The CDC echo the FDA’s view on reducing salt intake. “The science is clear – reducing salt lowers blood pressure,” says Dr. Frieden, “and high blood pressure is a major risk factor for cardiovascular disease.”
Speaking to The New York Times earlier this month, Dr. Frieden acknowledged that there are a number of researchers who disagree that reducing salt intake improves health outcomes, but he claims the studies they cite have “fatal flaws.”
Explaining what flaws Dr.

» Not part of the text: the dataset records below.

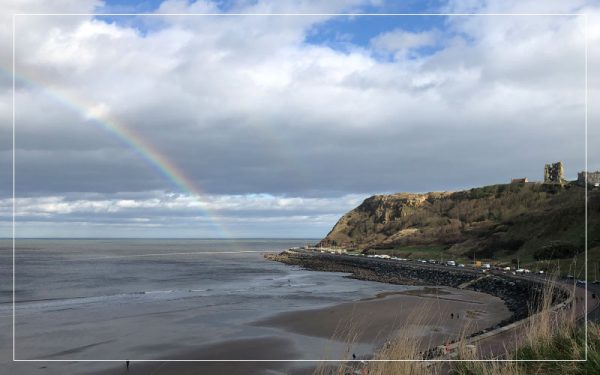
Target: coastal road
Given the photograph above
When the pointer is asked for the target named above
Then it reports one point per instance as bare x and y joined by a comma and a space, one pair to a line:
508, 339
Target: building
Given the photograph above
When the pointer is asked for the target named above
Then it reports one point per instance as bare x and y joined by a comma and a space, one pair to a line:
593, 178
554, 173
519, 180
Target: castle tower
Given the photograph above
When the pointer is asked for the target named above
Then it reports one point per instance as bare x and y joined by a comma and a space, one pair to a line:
554, 173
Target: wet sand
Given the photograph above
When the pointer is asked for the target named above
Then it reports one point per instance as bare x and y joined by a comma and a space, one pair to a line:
424, 313
257, 349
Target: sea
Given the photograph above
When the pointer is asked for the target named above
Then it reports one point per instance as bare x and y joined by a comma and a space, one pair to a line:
140, 299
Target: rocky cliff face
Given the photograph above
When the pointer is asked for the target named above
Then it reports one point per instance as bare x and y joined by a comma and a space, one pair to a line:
492, 220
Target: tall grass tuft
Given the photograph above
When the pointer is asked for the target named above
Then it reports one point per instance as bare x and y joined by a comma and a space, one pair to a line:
547, 335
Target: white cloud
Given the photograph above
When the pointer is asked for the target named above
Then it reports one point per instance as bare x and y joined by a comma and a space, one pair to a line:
401, 42
252, 113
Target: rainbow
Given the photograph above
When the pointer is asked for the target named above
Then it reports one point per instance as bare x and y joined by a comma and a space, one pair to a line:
134, 141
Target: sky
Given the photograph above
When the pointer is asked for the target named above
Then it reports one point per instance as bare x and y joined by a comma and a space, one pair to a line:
222, 125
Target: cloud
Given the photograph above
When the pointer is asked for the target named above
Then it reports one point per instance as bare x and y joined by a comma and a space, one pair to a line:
246, 107
401, 42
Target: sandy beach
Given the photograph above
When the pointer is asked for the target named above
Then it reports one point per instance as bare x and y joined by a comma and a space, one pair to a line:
424, 313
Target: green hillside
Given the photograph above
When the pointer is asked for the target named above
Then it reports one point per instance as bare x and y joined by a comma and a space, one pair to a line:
533, 223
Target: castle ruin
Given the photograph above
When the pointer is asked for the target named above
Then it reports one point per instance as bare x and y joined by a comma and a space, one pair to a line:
554, 173
593, 178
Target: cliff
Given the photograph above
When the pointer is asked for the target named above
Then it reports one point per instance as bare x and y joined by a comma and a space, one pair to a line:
544, 221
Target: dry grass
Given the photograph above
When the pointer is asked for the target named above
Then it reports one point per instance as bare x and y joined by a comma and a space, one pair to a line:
547, 334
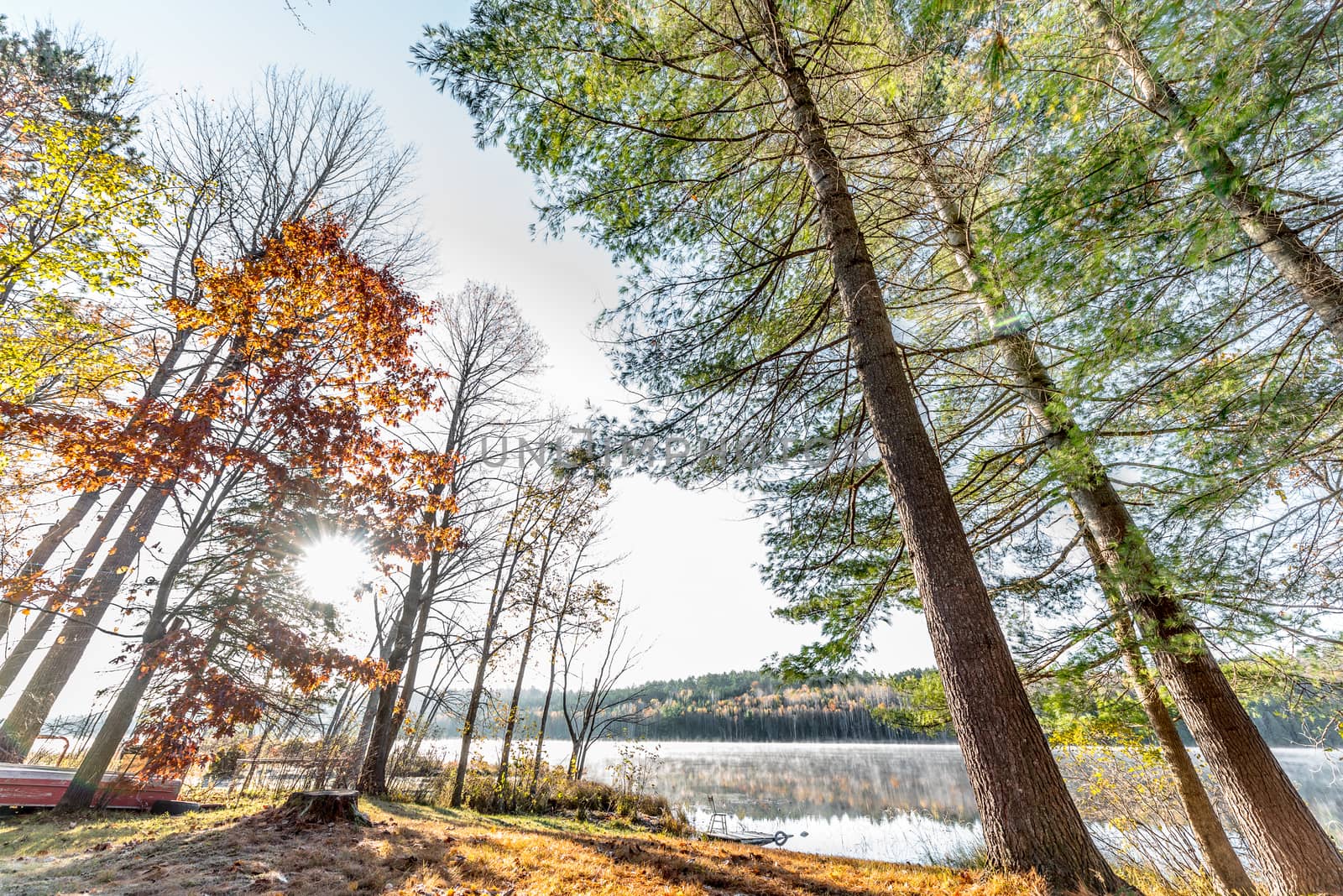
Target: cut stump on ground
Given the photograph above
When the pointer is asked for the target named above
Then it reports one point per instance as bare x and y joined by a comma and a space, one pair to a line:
324, 808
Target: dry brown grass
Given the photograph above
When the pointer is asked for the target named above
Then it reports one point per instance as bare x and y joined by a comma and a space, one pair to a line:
429, 852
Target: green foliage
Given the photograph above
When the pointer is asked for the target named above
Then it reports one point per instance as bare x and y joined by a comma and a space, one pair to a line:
74, 201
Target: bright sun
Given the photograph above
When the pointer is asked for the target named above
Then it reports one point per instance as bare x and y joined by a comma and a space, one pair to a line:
333, 569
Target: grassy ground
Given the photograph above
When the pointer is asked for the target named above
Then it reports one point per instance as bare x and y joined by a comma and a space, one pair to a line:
418, 851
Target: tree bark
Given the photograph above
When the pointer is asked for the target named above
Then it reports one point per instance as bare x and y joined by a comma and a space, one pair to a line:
1286, 839
517, 685
473, 708
54, 537
40, 555
1319, 286
373, 777
24, 721
1219, 856
31, 638
546, 705
1029, 819
324, 808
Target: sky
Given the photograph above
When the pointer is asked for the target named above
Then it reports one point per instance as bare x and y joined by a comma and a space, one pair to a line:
689, 558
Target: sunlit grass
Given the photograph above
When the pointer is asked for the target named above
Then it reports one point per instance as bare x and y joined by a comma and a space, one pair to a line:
420, 849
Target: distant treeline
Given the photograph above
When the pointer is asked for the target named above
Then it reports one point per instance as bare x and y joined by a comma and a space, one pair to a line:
750, 706
758, 706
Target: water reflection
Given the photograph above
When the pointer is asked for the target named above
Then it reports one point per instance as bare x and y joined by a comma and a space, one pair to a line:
893, 802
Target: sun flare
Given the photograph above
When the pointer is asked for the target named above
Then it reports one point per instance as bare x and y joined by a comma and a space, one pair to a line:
333, 569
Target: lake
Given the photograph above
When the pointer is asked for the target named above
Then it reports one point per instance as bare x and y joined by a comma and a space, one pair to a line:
893, 802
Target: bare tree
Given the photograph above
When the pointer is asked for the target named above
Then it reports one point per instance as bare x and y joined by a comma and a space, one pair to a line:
595, 707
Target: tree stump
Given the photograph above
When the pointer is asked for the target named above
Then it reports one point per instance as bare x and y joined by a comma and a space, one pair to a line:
324, 808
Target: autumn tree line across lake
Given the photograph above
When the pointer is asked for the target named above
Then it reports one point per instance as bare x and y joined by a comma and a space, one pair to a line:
1058, 284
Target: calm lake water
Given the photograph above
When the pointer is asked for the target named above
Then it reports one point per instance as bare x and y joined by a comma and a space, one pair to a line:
893, 802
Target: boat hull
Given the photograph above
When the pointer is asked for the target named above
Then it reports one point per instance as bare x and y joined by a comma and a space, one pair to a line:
24, 785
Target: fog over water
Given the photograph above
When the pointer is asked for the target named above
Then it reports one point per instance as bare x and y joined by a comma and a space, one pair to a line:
892, 802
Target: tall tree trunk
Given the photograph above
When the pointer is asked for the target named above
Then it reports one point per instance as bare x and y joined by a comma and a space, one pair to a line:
546, 705
359, 753
473, 710
120, 716
1029, 819
517, 687
24, 721
54, 537
1289, 844
1215, 847
19, 585
31, 638
1319, 286
373, 777
426, 607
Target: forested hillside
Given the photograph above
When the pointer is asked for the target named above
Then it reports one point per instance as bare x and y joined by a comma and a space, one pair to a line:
758, 706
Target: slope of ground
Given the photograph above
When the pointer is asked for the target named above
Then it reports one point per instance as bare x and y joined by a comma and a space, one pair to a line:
429, 852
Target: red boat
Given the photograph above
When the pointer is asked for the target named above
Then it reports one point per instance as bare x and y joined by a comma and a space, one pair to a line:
24, 785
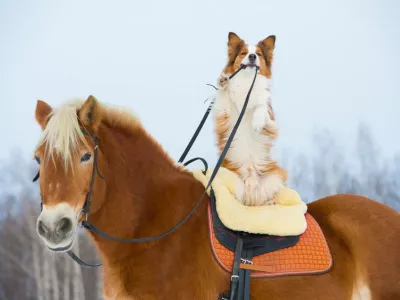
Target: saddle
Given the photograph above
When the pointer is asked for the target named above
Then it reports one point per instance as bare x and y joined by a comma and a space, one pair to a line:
248, 255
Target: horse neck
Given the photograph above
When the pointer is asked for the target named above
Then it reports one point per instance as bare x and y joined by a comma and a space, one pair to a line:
146, 194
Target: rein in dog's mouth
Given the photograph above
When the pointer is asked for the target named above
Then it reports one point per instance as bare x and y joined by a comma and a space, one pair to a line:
244, 66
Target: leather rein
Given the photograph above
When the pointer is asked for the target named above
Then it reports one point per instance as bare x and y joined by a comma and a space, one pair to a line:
86, 207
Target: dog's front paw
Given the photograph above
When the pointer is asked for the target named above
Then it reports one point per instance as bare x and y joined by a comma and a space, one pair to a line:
259, 119
271, 125
223, 82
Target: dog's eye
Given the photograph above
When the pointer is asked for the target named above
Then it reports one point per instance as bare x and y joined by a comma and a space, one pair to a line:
86, 157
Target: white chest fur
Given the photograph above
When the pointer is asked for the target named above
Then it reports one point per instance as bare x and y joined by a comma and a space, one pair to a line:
250, 148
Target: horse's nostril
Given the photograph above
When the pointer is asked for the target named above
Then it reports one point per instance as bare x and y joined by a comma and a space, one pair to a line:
43, 230
64, 226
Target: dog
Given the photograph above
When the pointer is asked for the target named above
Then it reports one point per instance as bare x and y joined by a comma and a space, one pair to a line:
249, 155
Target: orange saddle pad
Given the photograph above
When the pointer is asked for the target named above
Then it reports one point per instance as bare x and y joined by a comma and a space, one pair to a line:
311, 254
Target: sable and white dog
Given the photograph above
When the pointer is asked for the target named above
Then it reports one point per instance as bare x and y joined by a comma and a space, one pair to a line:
249, 154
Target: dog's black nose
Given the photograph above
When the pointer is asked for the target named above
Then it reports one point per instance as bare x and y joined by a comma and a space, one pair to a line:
252, 57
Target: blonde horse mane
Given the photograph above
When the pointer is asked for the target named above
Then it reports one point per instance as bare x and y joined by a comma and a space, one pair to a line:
63, 133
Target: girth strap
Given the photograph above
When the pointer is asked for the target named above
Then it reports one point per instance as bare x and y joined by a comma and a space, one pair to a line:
236, 268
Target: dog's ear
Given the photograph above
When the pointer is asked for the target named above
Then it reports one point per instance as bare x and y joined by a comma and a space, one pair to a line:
42, 113
267, 46
235, 43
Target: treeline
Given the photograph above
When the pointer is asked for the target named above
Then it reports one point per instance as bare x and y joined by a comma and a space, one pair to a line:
29, 271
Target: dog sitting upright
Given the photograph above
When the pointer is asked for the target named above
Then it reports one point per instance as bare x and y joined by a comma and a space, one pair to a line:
249, 154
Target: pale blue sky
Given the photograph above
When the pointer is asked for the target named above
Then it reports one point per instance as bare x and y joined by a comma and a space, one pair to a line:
337, 63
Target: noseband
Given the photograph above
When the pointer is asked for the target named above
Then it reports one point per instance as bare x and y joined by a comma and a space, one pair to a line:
86, 207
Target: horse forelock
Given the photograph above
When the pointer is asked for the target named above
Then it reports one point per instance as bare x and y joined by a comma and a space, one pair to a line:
63, 134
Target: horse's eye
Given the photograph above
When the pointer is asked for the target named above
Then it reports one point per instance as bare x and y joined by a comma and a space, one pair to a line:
86, 157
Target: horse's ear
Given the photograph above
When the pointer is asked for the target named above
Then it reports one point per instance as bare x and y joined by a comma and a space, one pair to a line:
267, 47
42, 113
90, 114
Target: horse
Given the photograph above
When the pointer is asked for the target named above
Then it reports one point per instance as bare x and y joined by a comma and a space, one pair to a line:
144, 193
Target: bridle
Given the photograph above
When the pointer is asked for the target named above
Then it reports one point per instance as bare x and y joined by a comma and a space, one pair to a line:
85, 211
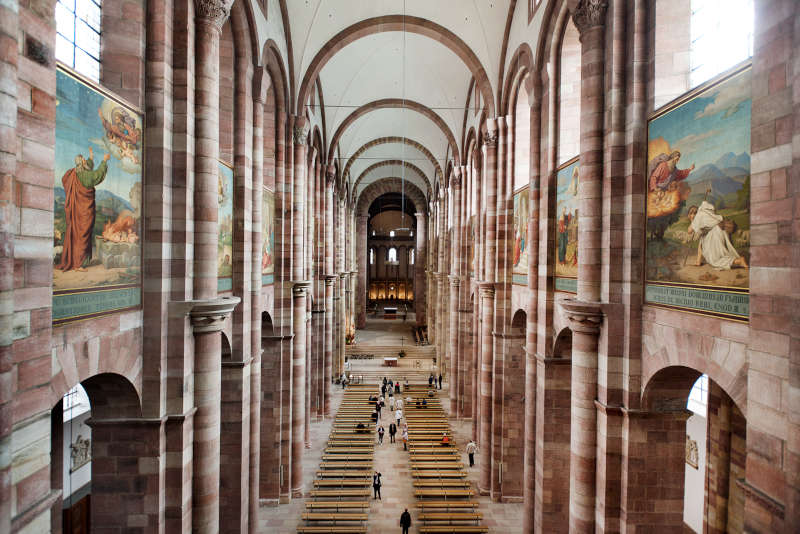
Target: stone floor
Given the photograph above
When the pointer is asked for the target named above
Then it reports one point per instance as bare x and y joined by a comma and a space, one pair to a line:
397, 491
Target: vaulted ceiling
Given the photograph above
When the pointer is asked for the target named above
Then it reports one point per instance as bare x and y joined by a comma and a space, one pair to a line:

Frieden is referring to, nutritionist Cheryl Anderson, member of the 2015 Dietary Guidelines Advisory Committee, told The Washington Post that many of the studies citing the negative effects of low-salt diets have only used a small number of urine samples to reach their conclusions, meaning the findings could be misleading.
Additionally, Anderson said some of these studies might be subject to “reverse causality,” where instead of low-salt diets causing cardiovascular diseases, it could be that such diseases cause people to consume low-salt diets.
While it seems many health experts are in support of government strategies to reduce salt intake among the general public, others say more research should be conducted on the long-term health effects of low-salt diets before making recommendations.
Additionally, many researchers and organizations – including the Grocery Manufacturers Association (GMA) – believe further research is required to pinpoint the exact salt intake that is most beneficial for health.
“Like others inside and outside of government, we believe additional work is needed to determine the acceptable range of sodium intake for optimal health,” says Leon Bruner, chief science officer of the GMA.
“This evaluation should include research that indicates health risks for people who consume too much sodium as well as health risks from consuming too little sodium.”
Based on the current evidence, it seems following the current dietary guidelines for salt intake is the best way to reduce the health risks associated with high salt consumption.
Whether such recommendations will ever be proven wrong, however, remains to be seen.